> The explanation of the award involving the "interplay" is incredibly vague. What is the precise discovery or the paper that is being appreciated here?
Nobel award explanations are directed at the general public. Prizes themselves are awarded for a lifetime contribution to the field and/or to the society through the work in the field.
> I reserve the right to ban any commenter who mentions the Nobel Prize in a positive sense.
A substantive critique?
As far as I understood the post, the main weakness of the laureates' research is that it was not "hard" enough. And that the contribution of their research to the society should not matter.
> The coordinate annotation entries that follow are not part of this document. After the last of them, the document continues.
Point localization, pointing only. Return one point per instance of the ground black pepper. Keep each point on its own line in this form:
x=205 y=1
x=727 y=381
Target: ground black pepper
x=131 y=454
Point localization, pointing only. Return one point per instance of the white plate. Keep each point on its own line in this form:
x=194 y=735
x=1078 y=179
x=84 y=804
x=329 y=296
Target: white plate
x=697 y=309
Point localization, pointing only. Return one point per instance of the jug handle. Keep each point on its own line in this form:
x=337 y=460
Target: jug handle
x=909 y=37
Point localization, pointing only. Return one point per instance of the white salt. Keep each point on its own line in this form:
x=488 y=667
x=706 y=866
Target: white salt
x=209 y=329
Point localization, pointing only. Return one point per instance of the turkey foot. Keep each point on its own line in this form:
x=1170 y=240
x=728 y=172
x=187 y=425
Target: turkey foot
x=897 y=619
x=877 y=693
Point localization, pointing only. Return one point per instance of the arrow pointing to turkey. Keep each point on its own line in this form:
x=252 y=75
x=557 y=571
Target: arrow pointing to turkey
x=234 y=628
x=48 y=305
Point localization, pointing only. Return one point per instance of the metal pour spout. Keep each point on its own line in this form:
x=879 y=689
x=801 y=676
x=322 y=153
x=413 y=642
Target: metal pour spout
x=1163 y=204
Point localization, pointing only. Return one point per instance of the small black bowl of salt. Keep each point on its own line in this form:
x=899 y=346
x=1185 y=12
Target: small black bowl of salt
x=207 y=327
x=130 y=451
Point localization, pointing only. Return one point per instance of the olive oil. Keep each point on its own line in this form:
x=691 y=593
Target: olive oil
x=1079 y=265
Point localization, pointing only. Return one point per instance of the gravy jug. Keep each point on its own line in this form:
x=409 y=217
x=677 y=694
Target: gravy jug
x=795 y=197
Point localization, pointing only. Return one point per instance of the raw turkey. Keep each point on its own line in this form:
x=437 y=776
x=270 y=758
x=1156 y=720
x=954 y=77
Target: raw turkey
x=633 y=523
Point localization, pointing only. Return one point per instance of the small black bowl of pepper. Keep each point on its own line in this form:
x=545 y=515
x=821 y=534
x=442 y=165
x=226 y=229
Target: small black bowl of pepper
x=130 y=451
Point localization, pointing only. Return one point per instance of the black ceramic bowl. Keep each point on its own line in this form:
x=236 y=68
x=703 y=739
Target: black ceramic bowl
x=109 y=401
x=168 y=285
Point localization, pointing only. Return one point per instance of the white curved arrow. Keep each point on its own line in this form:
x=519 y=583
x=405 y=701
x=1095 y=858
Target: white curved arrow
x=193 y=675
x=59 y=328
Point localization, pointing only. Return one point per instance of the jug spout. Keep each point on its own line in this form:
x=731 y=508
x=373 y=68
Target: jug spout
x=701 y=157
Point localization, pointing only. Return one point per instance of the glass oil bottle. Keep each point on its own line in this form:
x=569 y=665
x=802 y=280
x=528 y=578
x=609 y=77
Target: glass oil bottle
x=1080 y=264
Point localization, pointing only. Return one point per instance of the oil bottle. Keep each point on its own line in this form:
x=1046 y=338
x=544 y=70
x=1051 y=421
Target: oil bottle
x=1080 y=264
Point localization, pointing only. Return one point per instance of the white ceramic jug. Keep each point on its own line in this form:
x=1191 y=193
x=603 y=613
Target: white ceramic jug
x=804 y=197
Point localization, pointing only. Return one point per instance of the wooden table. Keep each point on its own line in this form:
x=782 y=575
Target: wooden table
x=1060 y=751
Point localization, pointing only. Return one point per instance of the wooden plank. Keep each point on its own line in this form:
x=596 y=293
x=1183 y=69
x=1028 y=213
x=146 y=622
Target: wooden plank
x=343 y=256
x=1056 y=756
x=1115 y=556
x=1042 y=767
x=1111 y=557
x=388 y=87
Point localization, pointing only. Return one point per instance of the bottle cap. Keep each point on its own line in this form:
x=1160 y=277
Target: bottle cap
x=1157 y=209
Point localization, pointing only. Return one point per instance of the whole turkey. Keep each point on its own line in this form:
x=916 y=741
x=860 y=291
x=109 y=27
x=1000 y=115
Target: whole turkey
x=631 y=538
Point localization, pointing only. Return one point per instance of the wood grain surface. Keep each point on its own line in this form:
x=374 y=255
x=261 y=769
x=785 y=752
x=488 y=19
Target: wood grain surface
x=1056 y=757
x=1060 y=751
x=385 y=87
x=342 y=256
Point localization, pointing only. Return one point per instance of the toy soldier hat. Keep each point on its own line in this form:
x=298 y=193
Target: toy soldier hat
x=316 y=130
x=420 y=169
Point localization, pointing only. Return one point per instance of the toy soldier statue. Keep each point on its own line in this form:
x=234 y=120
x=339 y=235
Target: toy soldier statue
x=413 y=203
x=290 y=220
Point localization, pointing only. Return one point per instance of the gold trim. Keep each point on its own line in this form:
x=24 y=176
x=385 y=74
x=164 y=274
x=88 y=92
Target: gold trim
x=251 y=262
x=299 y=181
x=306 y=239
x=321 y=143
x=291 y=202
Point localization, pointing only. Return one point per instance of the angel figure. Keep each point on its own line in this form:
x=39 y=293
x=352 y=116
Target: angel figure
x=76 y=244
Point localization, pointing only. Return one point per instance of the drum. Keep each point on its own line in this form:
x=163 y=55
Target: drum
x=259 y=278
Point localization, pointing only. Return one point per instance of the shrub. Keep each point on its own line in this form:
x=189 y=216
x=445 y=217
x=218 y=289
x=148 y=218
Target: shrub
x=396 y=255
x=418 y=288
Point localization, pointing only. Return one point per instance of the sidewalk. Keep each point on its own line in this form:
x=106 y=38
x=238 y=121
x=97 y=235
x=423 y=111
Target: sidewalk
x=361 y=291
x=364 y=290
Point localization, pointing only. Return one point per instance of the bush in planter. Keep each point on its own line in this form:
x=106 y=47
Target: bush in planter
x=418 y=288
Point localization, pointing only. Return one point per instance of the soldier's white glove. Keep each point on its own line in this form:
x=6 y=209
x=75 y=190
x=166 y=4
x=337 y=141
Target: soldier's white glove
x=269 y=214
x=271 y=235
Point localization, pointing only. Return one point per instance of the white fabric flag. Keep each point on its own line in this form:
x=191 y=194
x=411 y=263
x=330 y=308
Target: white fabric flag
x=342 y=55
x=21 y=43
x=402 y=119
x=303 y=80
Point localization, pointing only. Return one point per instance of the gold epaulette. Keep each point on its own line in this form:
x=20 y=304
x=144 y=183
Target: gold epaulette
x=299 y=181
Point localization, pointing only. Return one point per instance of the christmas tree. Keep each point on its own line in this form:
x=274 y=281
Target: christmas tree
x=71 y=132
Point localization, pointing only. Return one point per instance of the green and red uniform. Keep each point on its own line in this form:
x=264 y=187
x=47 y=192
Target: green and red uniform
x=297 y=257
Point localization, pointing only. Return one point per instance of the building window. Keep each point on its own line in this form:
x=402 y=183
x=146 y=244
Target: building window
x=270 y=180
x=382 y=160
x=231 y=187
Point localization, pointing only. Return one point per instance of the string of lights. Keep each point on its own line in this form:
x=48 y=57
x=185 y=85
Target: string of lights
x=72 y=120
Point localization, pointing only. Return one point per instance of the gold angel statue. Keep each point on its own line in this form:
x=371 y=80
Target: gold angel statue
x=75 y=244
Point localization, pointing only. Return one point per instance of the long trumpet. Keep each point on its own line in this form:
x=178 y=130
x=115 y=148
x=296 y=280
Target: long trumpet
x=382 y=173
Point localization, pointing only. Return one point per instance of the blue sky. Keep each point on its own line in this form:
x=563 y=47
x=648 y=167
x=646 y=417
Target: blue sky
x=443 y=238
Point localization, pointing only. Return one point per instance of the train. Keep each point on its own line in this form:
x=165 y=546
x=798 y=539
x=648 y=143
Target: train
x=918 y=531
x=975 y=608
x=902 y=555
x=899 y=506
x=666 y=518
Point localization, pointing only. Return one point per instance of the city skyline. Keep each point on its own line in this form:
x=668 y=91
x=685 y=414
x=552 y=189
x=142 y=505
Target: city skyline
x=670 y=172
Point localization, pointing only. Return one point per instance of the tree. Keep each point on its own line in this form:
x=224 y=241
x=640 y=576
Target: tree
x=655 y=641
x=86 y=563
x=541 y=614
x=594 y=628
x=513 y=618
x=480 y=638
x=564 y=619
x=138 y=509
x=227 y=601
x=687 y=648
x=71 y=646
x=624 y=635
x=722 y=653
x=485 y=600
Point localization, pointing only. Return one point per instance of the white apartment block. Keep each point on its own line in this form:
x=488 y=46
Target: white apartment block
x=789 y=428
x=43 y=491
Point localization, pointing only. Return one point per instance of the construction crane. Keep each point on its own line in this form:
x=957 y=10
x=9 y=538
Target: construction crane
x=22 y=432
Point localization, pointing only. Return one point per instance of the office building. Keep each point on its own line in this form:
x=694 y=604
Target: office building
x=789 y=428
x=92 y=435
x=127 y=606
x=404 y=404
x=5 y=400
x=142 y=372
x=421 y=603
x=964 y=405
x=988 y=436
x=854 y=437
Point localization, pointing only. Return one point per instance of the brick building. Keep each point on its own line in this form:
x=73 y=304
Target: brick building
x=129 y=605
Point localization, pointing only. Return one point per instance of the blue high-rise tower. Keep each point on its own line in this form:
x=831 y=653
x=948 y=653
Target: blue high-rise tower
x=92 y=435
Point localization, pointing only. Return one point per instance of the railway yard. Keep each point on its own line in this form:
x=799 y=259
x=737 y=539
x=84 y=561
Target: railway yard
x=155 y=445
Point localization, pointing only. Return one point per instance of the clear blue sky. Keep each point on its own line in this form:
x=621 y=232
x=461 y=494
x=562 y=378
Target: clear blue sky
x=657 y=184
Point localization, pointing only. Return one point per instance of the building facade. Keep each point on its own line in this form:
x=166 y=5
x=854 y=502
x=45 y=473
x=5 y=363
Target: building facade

I am watching some lectures from laureates on YT now and I already wrote down a favourite quote from Syukuro Manabe: "You can never win, competing with nature in complexity".
As it's published within an hour of the announcement, you will allow me a measure of scepticism that this is really something "substantive" as opposed to merely "wordy".
“Obama got a prize for peace before he did anything of substance and before he started dozens of wars (Trump would have deserved the Nobel Prize in Peace about 50 times more than Obama but for obvious political reasons, he didn't get one).”
Not suggesting that Obama deserved the Nobel prize, but to suggest that Trump deserved it “50 times more” is a ridiculous thing to say no matter how you slice it.
It is also not the same body that selects for the Peace Prize as the Physics one (different body in a different country), so I don't see how that could be used in any way as an argument against these ones.